Unlike humans and other animals, insects do not make antibodies to target specific infections. According to researchers at the Johns Hopkins Bloomberg School of Public Health, mosquitoes use a mechanism known as alternative splicing to arrange different combinations of binding domains, encoded by the same AgDscam gene, into protein repertoires that are specific for different invading pathogens. The researchers’ findings were published October 18 in the journal Cell Host & Microbe and could lead to new ways to prevent the spread of a variety of mosquito born illnesses.

Mosquitoes and other insects use their primitive innate immune systems to successfully fight infections with a broad spectrum of viruses, bacteria, fungi and parasites, despite the lack of antibodies that are part of the more sophisticated human immune system. The effectiveness of the human immune system is to a large degree based on the ability to produce an enormous variety of antibodies containing different immunoglobulin domains that can specifically tag and label a pathogen for destruction. This great variety of pathogen-binding antibodies is achieved by combining different immunoglobulin gene segments and further mutate them through mechanisms called somatic recombination and hypermutation. While mosquitoes also have genes encoding immunoglobulin domains, they lack these specific mechanisms to achieve pathogen recognition diversity.

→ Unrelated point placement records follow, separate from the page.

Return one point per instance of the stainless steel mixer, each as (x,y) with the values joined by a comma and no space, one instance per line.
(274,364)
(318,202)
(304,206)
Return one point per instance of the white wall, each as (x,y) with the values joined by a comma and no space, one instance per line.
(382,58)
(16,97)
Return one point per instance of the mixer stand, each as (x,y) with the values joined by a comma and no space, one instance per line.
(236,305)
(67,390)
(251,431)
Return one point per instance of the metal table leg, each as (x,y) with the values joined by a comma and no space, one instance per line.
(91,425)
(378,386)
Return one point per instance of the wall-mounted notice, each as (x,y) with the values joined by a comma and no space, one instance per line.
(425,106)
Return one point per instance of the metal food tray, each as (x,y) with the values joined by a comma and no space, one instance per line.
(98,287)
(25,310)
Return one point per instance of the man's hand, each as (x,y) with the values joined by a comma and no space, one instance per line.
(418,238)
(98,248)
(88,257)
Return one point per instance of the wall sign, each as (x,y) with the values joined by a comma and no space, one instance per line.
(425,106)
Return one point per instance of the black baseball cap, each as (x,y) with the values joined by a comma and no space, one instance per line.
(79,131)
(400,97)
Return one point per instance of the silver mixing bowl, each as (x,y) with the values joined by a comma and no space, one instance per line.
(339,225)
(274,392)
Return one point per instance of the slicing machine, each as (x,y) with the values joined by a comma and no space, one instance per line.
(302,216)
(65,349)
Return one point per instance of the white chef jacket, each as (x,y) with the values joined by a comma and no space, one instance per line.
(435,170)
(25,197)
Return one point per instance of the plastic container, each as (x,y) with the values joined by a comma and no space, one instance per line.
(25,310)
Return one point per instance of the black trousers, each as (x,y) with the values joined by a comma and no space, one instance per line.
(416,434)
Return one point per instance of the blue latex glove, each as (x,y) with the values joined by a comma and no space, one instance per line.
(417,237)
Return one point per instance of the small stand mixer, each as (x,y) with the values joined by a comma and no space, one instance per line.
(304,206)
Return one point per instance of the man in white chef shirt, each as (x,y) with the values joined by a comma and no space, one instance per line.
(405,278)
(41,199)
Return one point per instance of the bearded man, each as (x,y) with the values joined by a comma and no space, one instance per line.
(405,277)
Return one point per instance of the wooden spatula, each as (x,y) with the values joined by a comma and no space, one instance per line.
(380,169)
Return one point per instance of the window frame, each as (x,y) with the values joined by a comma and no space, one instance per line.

The Johns Hopkins researchers discovered a different way by which mosquitoes can combine immunoglobulin domains of a single gene called AgDscam (Anopheles gambiae Down Syndrome Cell Adhesion Molecule) to produce a variety of pathogen-binding proteins. The AgDscam gene is subjected to a mechanism called alternative splicing that combines different immunoglobulin domains into mature AgDscam proteins, depending on which pathogen has infected the mosquito. The researchers showed that this alternative splicing is guided by the immune signal transducing pathways (analogous to electrical circuits) that they previously demonstrated to activate defenses against different malaria parasites and other pathogens. While alternative splicing of the AgDscam gene does not nearly achieve the degree of pathogen recognition diversity of human antibodies, it does nevertheless vastly increase the variety of pathogen binding molecules.

“Using antibodies to fight infection is like fishing with a harpoon—it’s very targeted. The mosquito’s innate immune system is more like fishing with a net—it catches a bit of everything,” explained George Dimopoulos, PhD, senior investigator of the study and professor with the Johns Hopkins Malaria Research Institute. “However, we discovered that immune pathway-guided alternative splicing of the AgDscam gene renders the mosquito’s immune net, so to speak, more specific than previously suspected. The mosquito’s immune system can come up with approximately 32,000 AgDscam protein combinations to target infections with greater specificity.”

Dimopoulos and his group are developing a malaria control strategy based on mosquitoes that have been genetically modified to possess an enhanced immune defense against the malaria parasite Plasmodium. One obstacle to this approach is the great variety of Plasmodium strains that may interact somewhat differently with the mosquito’s immune system.

“Some of these strains may not be detected by the engineered immune system proteins that mediate their killing. Our new discovery may provide the means to create genetically modified mosquitoes that can target a broader variety of parasite strains, like casting a net rather than shooting with a harpoon,” said Dimopoulos.

Malaria kills more than 800,000 people worldwide each year. Many are children.

“Anopheles NF-kB –Regulated Splicing Factors Direct Pathogen-Specific Repertoires of the Hypervariable Pattern Recognition Receptor AgDscam” was written by Yuemei Dong, Chris M. Cirimotich, Andrew Pike, Ramesh Chandra and George Dimopoulos.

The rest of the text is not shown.